Om de grondwet te wijzigen, heb je een gekwalificeerde meerderheid. Als je bijvoorbeeld 52% hebt die een grondwet wil wijzigen kan dat niet, want hier is een tweederdemeerderheid voor nodig. Toch is 52% een meerderheid. Deze eis van opeens meer dan de meerderheid is niet conform de democratie.

Edmund Burke, een conservatief denker, vond dit correct. Hij meende dat je voor de menselijke vooruitgang niet altijd alles maar ter discussie moest kunnen stellen. Hij zei: “the individual is foolish, the species is wise”. Daarmee bedoelde hij dat het individu de vooruitgang van de mensheid kan stoppen en dat je dat moet voorkomen.

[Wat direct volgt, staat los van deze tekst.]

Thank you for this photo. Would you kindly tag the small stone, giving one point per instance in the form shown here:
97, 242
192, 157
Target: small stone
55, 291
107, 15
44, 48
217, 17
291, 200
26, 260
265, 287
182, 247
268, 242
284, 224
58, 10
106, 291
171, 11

Thomas Paine vond dat er ook foute tradities ontstaan zijn en dat je daarmee moet kunnen breken. Dus elke traditie moet verbroken kunnen worden zodra deze als onwenselijk bestempeld wordt.

 

Constitutionele toetsing

De rechter moet voor de trias politica elk recht kunnen toetsen. Omdat er verschillende rechtsgebieden zijn waarop experts voor nodig zijn, zijn er verschillende rechters. Oftewel, voor elk rechtsgebied staat een beroep op de rechter open. Niet op een schending van de grondwet, want daar mag niet aan getoetst worden.

William Brennen vond dat rechterlijke toetsing op de lange termijn een betere optie was. Doordat wetgeving, met name hoog in de hiërarchie, trage wijzigingsprocessen kent, is het beter dat een rechter kan toetsen, zodat er een actueel oordeel kan komen.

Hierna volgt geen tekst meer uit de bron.